Réuni à Lyon du 5 au 7 avril 2026 dans le cadre de la présidence française du G7, le One Health Summit vise à transformer un concept scientifique en engagements concrets. Cet événement international, qui s'inscrit dans la continuité des One Planet Summits, rassemblera plus de quarante États, des organisations internationales, des scientifiques et des acteurs privés.
Un concept au service de la santé mondiale
Le concept de « Une seule santé », né en 2004 et adopté par plusieurs organisations telles que la FAO, le PNUE, l'OMSA et l'OMS, repose sur l'idée que la santé humaine, animale et environnementale sont étroitement interconnectées. Environ 60 % des maladies infectieuses humaines ont une origine animale, et près de 75 % des maladies infectieuses émergentes identifiées ces dernières décennies proviennent également des animaux.
Anticiper les crises sanitaires
L'approche One Health cherche à anticiper les crises sanitaires en intégrant des facteurs longtemps traités séparément tels que le climat, la biodiversité, les systèmes alimentaires et la pollution. Le sommet de Lyon a pour but de passer de la recherche à l'action, avec trois grands axes de discussion :
- Gouvernance : Améliorer la coordination internationale, le partage des données et la détection précoce des risques sanitaires, notamment dans un contexte où les États-Unis se désengagent de l'OMS.

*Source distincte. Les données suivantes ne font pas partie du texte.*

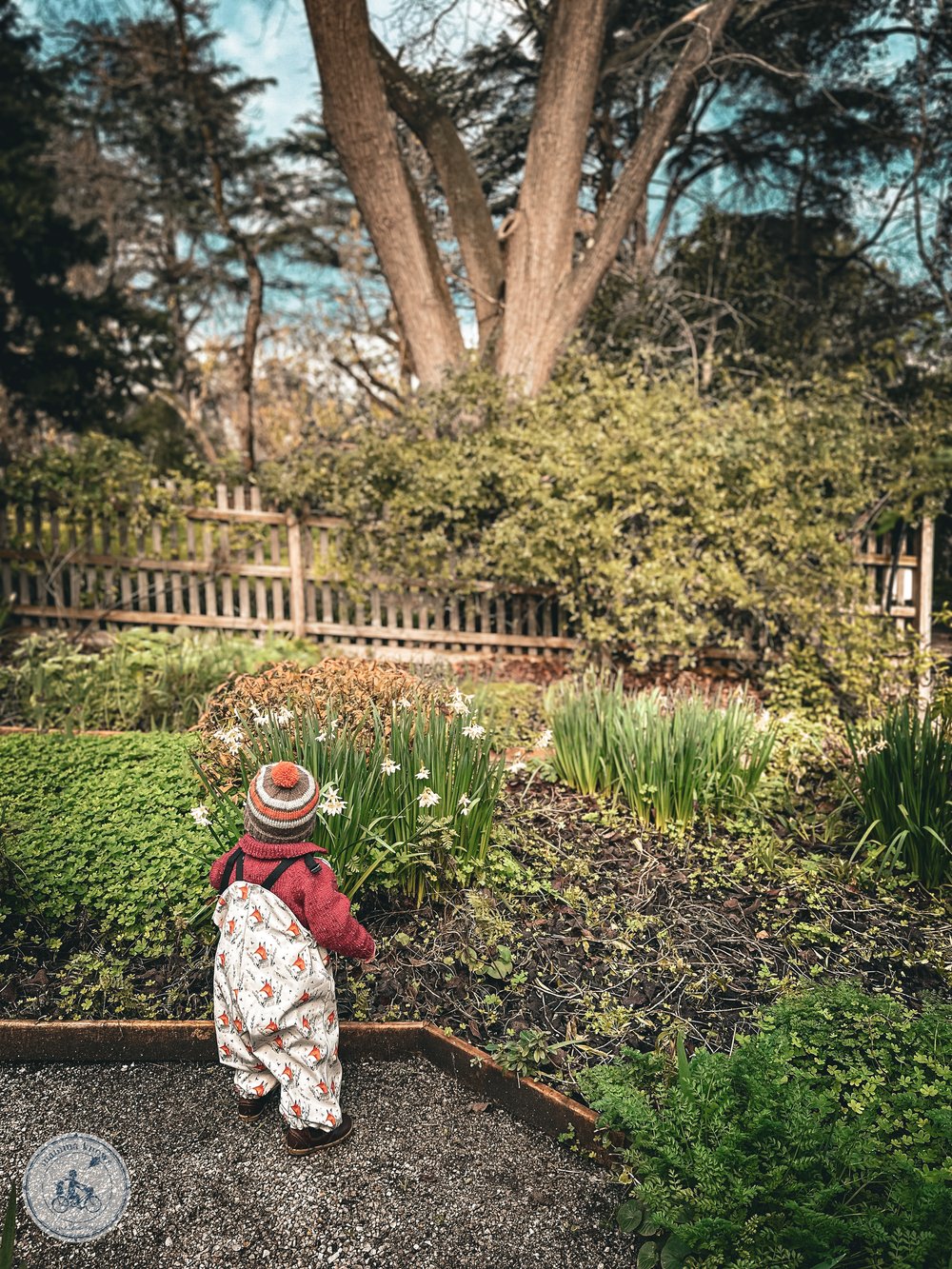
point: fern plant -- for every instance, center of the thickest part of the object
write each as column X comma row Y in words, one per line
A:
column 824, row 1138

- Lutte contre les maladies transmissibles : Renforcer la surveillance des zoonoses et la réponse à l'antibiorésistance.
- Maladies non transmissibles : Aborder les déterminants environnementaux, tels que la pollution, l'alimentation et la dégradation des écosystèmes.
Des discussions concrètes pour des engagements tangibles
Les priorités du sommet se déclinent dans des travaux thématiques ciblant quatre domaines :
- Les réservoirs zoonotiques et les vecteurs de maladies.

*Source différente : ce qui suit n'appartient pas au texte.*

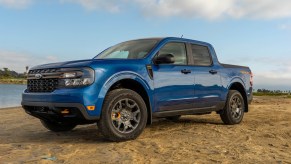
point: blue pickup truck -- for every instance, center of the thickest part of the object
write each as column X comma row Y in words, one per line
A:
column 127, row 85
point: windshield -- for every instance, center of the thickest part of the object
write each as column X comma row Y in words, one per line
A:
column 136, row 49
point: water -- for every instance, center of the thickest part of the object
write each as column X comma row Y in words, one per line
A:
column 10, row 95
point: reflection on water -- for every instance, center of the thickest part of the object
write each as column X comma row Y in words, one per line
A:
column 10, row 95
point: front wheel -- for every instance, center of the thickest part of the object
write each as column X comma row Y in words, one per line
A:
column 124, row 115
column 233, row 111
column 57, row 127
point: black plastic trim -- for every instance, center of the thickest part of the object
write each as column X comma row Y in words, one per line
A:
column 53, row 106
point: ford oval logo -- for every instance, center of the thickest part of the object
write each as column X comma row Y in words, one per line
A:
column 38, row 76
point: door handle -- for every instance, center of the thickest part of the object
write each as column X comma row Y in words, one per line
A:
column 185, row 71
column 213, row 72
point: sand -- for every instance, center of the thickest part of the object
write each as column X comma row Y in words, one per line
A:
column 264, row 136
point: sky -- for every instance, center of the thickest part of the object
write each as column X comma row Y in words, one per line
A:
column 254, row 33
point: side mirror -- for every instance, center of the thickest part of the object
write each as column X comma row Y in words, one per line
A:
column 164, row 59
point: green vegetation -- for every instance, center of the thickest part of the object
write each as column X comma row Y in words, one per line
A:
column 265, row 92
column 11, row 77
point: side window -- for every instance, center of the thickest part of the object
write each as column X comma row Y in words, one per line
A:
column 176, row 49
column 201, row 55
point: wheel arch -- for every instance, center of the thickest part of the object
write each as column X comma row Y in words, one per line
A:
column 132, row 81
column 238, row 86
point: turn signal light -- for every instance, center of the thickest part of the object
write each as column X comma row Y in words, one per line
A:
column 91, row 107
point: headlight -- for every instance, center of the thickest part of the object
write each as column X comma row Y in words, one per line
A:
column 78, row 77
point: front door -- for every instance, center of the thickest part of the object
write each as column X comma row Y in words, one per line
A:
column 173, row 83
column 206, row 78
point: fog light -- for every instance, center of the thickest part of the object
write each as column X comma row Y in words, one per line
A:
column 91, row 107
column 65, row 111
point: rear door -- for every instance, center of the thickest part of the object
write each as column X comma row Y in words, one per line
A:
column 207, row 88
column 173, row 83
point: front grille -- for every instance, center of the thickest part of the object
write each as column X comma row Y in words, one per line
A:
column 43, row 80
column 42, row 85
column 49, row 70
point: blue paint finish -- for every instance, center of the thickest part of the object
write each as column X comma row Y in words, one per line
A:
column 169, row 89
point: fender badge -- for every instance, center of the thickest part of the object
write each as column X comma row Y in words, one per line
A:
column 38, row 76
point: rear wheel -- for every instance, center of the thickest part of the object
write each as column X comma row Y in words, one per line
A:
column 57, row 127
column 233, row 111
column 124, row 115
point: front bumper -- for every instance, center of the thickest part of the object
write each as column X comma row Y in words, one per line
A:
column 75, row 112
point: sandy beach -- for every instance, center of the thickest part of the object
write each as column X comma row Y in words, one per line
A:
column 264, row 136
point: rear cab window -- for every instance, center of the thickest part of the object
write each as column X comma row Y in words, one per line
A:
column 201, row 55
column 178, row 50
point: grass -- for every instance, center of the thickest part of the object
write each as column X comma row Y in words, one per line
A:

- La résistance aux antimicrobiens, responsable d’au moins 1,27 million de décès directs par an.
- Les systèmes alimentaires durables.
- L’exposition aux pollutions.
Ces discussions doivent aboutir à des annonces politiques regroupées dans les « Engagements de Lyon », attendus lors de la séquence de haut niveau du 7 avril.

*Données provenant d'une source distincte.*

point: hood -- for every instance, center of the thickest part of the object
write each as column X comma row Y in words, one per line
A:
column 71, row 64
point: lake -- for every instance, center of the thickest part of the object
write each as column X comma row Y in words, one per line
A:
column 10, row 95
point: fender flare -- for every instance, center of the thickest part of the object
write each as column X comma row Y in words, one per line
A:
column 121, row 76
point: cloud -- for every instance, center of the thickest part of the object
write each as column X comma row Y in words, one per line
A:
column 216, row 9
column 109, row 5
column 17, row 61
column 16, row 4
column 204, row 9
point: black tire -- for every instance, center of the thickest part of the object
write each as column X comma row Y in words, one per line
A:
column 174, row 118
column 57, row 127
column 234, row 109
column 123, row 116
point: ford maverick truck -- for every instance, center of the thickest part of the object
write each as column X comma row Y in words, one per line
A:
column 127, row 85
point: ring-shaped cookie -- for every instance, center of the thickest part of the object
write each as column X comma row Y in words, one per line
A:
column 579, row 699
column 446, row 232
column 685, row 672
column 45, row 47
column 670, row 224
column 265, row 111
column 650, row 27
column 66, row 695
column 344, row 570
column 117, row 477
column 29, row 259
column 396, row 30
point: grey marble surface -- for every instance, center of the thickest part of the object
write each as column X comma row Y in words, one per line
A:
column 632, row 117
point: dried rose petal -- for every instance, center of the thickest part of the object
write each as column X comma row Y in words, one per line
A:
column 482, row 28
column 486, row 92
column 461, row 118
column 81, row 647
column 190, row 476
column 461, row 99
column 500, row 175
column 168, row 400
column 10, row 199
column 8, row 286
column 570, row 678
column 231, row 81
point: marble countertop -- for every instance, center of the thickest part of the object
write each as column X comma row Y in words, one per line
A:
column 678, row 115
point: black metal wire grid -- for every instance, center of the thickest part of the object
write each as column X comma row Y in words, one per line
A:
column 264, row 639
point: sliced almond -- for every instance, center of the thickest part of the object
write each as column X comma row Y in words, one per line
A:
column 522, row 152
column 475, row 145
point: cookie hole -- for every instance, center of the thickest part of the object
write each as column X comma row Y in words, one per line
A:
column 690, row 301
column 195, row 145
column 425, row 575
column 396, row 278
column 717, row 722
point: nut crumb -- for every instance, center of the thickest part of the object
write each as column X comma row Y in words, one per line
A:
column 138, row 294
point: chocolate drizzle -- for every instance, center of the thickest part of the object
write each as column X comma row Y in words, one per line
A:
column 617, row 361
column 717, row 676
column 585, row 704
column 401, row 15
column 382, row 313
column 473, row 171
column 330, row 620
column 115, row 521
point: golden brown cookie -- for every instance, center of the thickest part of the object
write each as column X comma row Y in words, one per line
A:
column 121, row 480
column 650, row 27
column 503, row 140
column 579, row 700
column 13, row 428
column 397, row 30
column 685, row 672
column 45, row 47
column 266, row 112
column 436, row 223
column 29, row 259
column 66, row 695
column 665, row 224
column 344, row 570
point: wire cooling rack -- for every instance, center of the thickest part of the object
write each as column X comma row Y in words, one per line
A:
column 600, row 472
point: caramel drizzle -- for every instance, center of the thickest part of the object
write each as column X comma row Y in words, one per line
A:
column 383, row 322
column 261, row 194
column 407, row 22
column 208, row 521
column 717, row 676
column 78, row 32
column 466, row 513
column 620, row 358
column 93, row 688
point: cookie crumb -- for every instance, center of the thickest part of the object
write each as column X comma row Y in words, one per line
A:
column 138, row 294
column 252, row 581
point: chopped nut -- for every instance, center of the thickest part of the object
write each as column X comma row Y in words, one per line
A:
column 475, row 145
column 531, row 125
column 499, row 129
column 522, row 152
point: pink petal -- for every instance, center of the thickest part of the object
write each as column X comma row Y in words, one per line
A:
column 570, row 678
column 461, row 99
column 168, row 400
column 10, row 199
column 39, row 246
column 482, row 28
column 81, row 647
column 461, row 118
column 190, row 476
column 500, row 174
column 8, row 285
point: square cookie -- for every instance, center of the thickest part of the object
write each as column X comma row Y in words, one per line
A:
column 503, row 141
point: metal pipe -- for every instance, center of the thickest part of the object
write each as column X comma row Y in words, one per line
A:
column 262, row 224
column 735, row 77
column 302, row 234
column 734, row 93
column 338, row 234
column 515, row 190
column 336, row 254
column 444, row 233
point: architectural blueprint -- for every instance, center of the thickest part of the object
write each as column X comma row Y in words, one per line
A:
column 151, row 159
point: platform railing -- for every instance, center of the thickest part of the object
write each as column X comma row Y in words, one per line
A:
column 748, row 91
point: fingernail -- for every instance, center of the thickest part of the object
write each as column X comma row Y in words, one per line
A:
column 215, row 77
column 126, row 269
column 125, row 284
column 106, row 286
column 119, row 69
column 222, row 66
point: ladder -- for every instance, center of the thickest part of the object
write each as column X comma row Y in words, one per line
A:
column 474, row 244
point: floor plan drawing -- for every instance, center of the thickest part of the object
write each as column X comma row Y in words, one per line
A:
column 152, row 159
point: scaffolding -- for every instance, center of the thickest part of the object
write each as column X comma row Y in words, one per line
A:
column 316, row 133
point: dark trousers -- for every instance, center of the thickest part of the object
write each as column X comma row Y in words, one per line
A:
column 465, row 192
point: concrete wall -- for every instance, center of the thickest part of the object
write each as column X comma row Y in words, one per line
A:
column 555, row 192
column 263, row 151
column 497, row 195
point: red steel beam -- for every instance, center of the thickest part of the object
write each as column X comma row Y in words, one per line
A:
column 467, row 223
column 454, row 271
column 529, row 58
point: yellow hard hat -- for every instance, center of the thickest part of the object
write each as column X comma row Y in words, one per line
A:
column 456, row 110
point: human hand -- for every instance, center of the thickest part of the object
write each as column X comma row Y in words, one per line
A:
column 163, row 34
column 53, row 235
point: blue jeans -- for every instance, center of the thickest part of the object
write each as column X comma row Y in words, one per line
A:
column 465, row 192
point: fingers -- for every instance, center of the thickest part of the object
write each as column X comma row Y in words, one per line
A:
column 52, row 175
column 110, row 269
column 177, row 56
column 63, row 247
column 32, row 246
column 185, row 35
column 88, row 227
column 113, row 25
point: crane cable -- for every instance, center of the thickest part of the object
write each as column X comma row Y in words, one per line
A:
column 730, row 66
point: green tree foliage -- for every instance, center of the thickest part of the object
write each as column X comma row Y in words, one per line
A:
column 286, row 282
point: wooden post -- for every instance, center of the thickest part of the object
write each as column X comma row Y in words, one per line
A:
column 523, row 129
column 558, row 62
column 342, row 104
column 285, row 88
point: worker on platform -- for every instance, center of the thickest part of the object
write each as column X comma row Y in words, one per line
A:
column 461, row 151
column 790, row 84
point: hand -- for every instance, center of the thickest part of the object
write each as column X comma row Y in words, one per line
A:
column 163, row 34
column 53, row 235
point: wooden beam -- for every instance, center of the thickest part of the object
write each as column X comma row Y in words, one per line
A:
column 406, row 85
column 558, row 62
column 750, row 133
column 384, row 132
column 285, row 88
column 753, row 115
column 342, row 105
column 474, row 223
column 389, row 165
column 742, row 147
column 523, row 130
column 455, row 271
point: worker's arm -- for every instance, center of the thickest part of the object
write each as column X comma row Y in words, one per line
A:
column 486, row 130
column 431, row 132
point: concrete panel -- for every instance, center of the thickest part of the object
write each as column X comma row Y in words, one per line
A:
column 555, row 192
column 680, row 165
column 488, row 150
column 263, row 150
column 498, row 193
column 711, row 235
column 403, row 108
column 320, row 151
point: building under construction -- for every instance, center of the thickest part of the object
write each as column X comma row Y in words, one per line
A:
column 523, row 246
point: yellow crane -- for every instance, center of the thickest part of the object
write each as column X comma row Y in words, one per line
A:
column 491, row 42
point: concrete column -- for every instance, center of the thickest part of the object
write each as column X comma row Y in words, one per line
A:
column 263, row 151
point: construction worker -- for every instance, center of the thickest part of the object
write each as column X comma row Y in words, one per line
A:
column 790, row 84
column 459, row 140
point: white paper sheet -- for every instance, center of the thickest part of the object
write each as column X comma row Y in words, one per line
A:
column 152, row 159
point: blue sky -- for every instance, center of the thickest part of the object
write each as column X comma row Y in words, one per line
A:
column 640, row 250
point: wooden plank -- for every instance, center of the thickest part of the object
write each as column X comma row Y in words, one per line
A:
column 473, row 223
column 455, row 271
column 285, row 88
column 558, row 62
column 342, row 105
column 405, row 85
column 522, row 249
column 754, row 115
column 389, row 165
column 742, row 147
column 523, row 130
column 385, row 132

Les défis financiers et politiques
Au-delà des annonces, la France cherche à réaffirmer son rôle dans la gouvernance sanitaire mondiale et à promouvoir un multilatéralisme d'action. Toutefois, cette ambition se heurte à un contexte économique et budgétaire contraint, avec une réduction significative de la contribution française au Fonds mondial de lutte contre le sida, la tuberculose et le paludisme, qui s'élèvera à 660 millions d'euros pour la période à venir, un milliard de moins que lors du cycle précédent.
Un enjeu de crédibilité
Cette inflexion est d'autant plus marquante que la France figurait parmi les principaux contributeurs à ce mécanisme de financement international. Ce décalage entre le leadership politique affiché et la contraction des moyens financiers constitue l'un des enjeux majeurs du sommet. Dans un environnement marqué par des tensions géopolitiques et la fragmentation des financements internationaux, la capacité à mobiliser des ressources durables est essentielle pour crédibiliser les engagements pris à Lyon.
Conclusion
Le One Health Summit de 2026 représente une opportunité unique pour faire avancer la santé mondiale. En réunissant des acteurs clés autour de l'idée que la santé humaine, animale et environnementale sont indissociables, cet événement pourrait marquer un tournant décisif dans la manière dont nous abordons les crises sanitaires futures.